Essential guidance on economics exam technique:
AS Market Failure
Government Intervention in the Market
In a free market economic system, scarce resources are allocated through the price mechanism where the preferences and spending decisions of consumers and the supply decisions of businesses come together to determine equilibrium prices. The free market works through price signals. When demand is high, the potential profit from supplying to a market rises, leading to an expansion in supply (output) to meet rising demand from consumers. Day to day, the free market mechanism remains a tremendously powerful device for determining how resources are allocated among competing ends.
Intervention in the market
The government may choose to intervene in the price mechanism largely on the grounds of wanting to change the allocation of resources and achieve what they perceive to be an improvement in economic and social welfare. All governments of every political persuasion intervene in the economy to influence the allocation of scarce resources among competing uses
What are the main reasons for government intervention?
The main reasons for policy intervention are:
Options for government intervention in markets
There are many ways in which intervention can take place – some examples are given below
Government Legislation and Regulation
Parliament can pass laws that for example prohibit the sale of cigarettes to children, or ban smoking in the workplace. The laws of competition policy act against examples of price-fixing cartels or other forms of anti-competitive behaviour by firms within markets. Employment laws may offer some legal protection for workers by setting maximum working hours or by providing a price-floor in the labour market through the setting of a minimum wage.
The economy operates with a huge and growing amount of regulation. The government appointed regulators who can impose price controls in most of the main utilities such as telecommunications, electricity, gas and rail transport. Free market economists criticise the scale of regulation in the economy arguing that it creates an unnecessary burden of costs for businesses – with a huge amount of “red tape” damaging the competitiveness of businesses.
Regulation may be used to introduce fresh competition into a market – for example breaking up the existing monopoly power of a service provider. A good example of this is the attempt to introduce more competition for British Telecom. This is known as market liberalisation.
Direct State Provision of Goods and Services
State funding can also be used to provide merit goods and services and public goods directly to the population e.g. the government pays private sector firms to carry out operations for NHS patients to reduce waiting lists or it pays private businesses to operate prisons and maintain our road network.
Fiscal Policy Intervention
Fiscal policy can be used to alter the level of demand for different products and also the pattern of demand within the economy.
Intervention designed to close the information gap
Often market failure results from consumers suffering from a lack of information about the costs and benefits of the products available in the market place.
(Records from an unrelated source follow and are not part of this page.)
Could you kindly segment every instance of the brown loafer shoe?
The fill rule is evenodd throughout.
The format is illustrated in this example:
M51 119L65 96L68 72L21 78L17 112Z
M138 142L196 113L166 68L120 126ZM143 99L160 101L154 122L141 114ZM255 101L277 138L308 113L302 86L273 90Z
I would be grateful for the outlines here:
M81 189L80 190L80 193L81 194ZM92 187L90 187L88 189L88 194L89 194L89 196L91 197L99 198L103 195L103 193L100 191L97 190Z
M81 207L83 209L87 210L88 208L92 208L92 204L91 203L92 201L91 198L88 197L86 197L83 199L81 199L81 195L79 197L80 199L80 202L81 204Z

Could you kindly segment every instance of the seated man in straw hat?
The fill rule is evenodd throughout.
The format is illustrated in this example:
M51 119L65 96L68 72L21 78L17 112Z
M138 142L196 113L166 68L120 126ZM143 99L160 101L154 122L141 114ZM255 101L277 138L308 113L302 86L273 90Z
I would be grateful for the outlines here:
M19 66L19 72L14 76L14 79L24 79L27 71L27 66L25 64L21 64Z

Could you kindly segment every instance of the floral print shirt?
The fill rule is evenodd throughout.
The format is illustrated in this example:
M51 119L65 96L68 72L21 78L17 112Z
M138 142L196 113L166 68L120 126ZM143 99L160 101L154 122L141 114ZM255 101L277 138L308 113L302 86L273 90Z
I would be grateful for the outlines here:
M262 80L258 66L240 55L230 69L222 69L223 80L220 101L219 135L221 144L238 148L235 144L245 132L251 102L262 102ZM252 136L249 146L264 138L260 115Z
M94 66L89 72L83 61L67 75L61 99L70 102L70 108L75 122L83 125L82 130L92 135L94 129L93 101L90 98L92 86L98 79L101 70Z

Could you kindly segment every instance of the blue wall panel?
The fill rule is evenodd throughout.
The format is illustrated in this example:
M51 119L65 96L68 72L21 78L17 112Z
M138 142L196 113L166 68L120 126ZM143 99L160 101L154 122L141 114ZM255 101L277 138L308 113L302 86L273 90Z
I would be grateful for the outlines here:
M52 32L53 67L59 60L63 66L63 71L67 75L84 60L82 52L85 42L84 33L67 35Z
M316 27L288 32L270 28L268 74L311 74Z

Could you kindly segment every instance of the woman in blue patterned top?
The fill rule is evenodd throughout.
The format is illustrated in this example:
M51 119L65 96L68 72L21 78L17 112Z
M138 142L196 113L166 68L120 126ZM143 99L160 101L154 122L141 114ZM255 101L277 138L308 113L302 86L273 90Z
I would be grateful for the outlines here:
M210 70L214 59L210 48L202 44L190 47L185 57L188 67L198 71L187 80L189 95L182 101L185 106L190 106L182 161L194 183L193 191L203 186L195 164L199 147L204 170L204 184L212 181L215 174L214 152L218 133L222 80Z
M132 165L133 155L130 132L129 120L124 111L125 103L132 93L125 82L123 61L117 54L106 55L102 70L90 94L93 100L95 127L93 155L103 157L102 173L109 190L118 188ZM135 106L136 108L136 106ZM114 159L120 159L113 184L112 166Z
Government action can have a role in improving information to help consumers and producers value the ‘true’ cost and/or benefit of a good or service. Examples might include:
These programmes are really designed to change the “perceived” costs and benefits of consumption for the consumer. They don’t have any direct effect on market prices, but they seek to influence “demand” and therefore output and consumption in the long run. Of course it is difficult to identify accurately the effects of any single government information campaign, be it the campaign to raise awareness on the Aids issue or to encourage people to give up smoking. Increasingly adverts are becoming more hard-hitting in a bid to have an effect on consumers.
The effects of government intervention
One important point to bear in mind is that the effects of different forms of government intervention in markets are never neutral – financial support given by the government to one set of producers rather than another will always create “winners and losers”. Taxing one product more than another will similarly have different effects on different groups of consumers.
The law of unintended consequences
Government intervention does not always work in the way in which it was intended or the way in which economic theory predicts it should. Part of the fascination of studying Economics is that the “law of unintended consequences” often comes into play – events can affect a particular policy, and consumers and businesses rarely behave precisely in the way in which the government might want! We will consider this in more detail when we consider government failure.
Judging the effects of intervention – a useful check list
To help your evaluation of government intervention – it may be helpful to consider these questions:
Efficiency of a policy: i.e. does a particular intervention lead to a better use of scarce resources among competing ends? E.g. does it improve allocative, productive and dynamic efficiency? For example - would introducing indirect taxes on high fat foods be an efficient way of reducing some of the external costs linked to the growing problem of obesity?
Effectiveness of a policy: i.e. which government policy is most likely to meet a specific economic or social objective? For example which policies are likely to be most effective in reducing road congestion? Which policies are more effective in preventing firms from exploiting their monopoly power and damaging consumer welfare? Evaluation can also consider which policies are likely to have an impact in the short term when a quick response from consumers and producers is desired. And which policies will be most cost-effective in the longer term?
Equity effects of intervention: i.e. is a policy thought of as fair or does one group in society gain more than another? For example it is equitable for the government to offer educational maintenance allowances (payments) for 16-18 year olds in low income households to stay on in education after GCSEs? Would it be equitable for the government to increase the top rate of income tax to 50 per cent in a bid to make the distribution of income more equal?
Sustainability of a policy: i.e. does a policy reduce the ability of future generations to engage in economic activity? Inter-generational equity is an important issue in many current policy topics for example decisions on which sources of energy we rely on in future years.